NVIDIA's newest cloud services offering, AI Foundations, will allow businesses lacking the time and money to develop their own models from scratch to "to build, refine and operate custom large language models and generative AI models that are trained with their own proprietary data and created for their unique domain-specific tasks."

These models include NeMo, NVIDIA’s language models; BioNemo, a drug and molecule discovery-focused fork of the NeMo model built for the medical research community; and Picasso, an AI capable of generating images, video and “3D applications… to supercharge productivity for creativity, design and digital simulation,” according to Tuesday’s release. Both flavors of NeMo are still in early access and Picasso remains in private preview despite Tuesday's news, so it'll be a minute before any of them are released to the wider public. NeMo and Picasso both operate on NVIDIA's new DGX Cloud platform and will eventually be accessible through an online portal.

These enterprise-facing cloud-based services function as blank templates that companies can pour their own databases into to train on specifically. So while something like Google’s Bard AI is trained on (and will pull from) data from all over the internet to provide a generated response, NVIDIA’s AIs will allow companies to tailor a similarly-styled LLM to their own specific needs using their own proprietary data — think of ChatGPT but solely for one Pharma company's research division. The models can be trained with anywhere from 8 billion to 530 billion parameters, which is more than triple the 185 billion parameters GPT-3.5 provided.

Imagine StableDiffusion, but trained on Getty Images with Getty’s actual permission. NVIDIA announced such a system Tuesday built on the NeMo cloud service: a series of responsibly sourced text-to-image and text-to-video models, "trained on Getty Images' fully licensed assets," Tuesday’s press release read. "Getty Images will provide royalties to artists on any revenues generated from the models."

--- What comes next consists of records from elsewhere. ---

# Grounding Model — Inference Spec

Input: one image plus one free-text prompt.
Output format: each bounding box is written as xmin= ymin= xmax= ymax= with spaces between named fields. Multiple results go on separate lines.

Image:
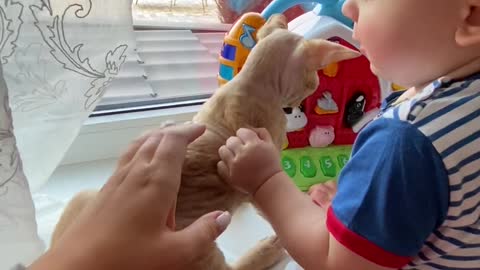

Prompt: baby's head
xmin=237 ymin=15 xmax=360 ymax=107
xmin=343 ymin=0 xmax=480 ymax=86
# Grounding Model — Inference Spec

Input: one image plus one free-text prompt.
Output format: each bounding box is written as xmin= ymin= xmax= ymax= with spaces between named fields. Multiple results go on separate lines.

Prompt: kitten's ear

BioNeMo, uses the same technical underpinnings as NeMo itself, but is geared entirely towards drug and molecule discovery. Per Tuesday’s release, Bio NeMo, “enables researchers to fine-tune generative AI applications on their own proprietary data, and to run AI model inference directly in a web browser or through new cloud APIs that easily integrate into existing applications."

"BioNeMo is dramatically accelerating our approach to biologics discovery," Peter Grandsard, executive director of Biologics Therapeutic Discovery at Amgen said in a statement. "With it, we can pre-train large language models for molecular biology on Amgen’s proprietary data, enabling us to explore and develop therapeutic proteins for the next generation of medicine that will help patients."

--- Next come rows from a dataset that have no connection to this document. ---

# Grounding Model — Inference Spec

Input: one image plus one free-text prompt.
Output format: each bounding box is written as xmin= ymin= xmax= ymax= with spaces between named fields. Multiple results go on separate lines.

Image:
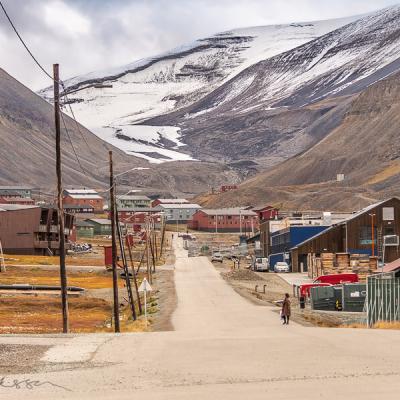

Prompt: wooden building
xmin=291 ymin=197 xmax=400 ymax=272
xmin=63 ymin=189 xmax=104 ymax=213
xmin=188 ymin=208 xmax=259 ymax=234
xmin=0 ymin=204 xmax=74 ymax=255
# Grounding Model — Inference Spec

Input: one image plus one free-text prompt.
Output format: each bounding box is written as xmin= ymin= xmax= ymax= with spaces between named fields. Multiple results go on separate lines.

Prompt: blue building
xmin=269 ymin=225 xmax=328 ymax=268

Six models will be available at launch including DeepMind’s AlphaFold2, Meta AI’s ESM2 and ESMFold predictive models ProtGPT-2, DiffDock and MoFlow. According to the companies, incorporating AI-based predictive models helped reduce the time to train “five custom models for molecule screening and optimization” using Amgen’s proprietary data on antibodies from the usual three months down to four weeks.

NVIDIA announced a similar partnership with Shutterstock as well. The photography site will use Picasso to generate 3D objects from text prompts as a new feature within Creative Flow, with plans to offer it on and NVIDIA’s forthcoming Omniverse platform.

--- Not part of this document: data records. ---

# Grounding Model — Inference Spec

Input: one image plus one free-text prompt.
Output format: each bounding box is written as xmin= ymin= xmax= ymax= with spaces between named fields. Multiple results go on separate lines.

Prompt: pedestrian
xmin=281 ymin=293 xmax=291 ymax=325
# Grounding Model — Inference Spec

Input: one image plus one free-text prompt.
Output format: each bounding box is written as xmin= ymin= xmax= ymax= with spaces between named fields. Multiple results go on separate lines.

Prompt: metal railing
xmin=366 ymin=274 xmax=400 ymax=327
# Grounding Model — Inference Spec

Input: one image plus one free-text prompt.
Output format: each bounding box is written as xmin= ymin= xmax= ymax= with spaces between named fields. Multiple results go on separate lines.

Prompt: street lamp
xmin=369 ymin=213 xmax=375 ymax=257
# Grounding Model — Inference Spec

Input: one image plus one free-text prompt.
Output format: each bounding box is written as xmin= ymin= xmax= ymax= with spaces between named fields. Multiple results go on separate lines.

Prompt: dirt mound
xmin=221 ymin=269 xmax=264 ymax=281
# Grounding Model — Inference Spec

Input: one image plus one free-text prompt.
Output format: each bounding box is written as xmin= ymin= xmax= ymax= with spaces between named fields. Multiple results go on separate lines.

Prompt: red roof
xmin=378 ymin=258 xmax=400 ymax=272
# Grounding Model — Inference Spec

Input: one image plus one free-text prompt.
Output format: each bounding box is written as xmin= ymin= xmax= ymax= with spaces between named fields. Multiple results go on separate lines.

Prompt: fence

“Our generative 3D partnership with NVIDIA will power the next generation of 3D contributor tools, greatly reducing the time it takes to create beautifully textured and structured 3D models,” Shutterstock CEO Paul Hennessy, said in the release. “This first of its kind partnership furthers our strategy of leveraging Shutterstock’s massive pool of metadata to bring new products, tools, and content to market. By combining our 3D content with NVIDIA’s foundation models, and utilizing our respective marketing and distribution platforms, we can capitalize on an extraordinarily large market opportunity.”

NVIDIA is also partnering with Adobe as part of the latter’s Content Authenticity Initiative, which seeks to enhance transparency and accountability within the generative AI training process. The CAI’s proposals include a “do not train” list, similar to robot.txt but for images and multimodal content, and persistent origination tags that will detail whether a piece is AI generated and from where. The two companies have also announced plans to incorporate many of Picasso’s features directly into Adobe’s suite of editing software including Photoshop, Premiere Pro and After Effects.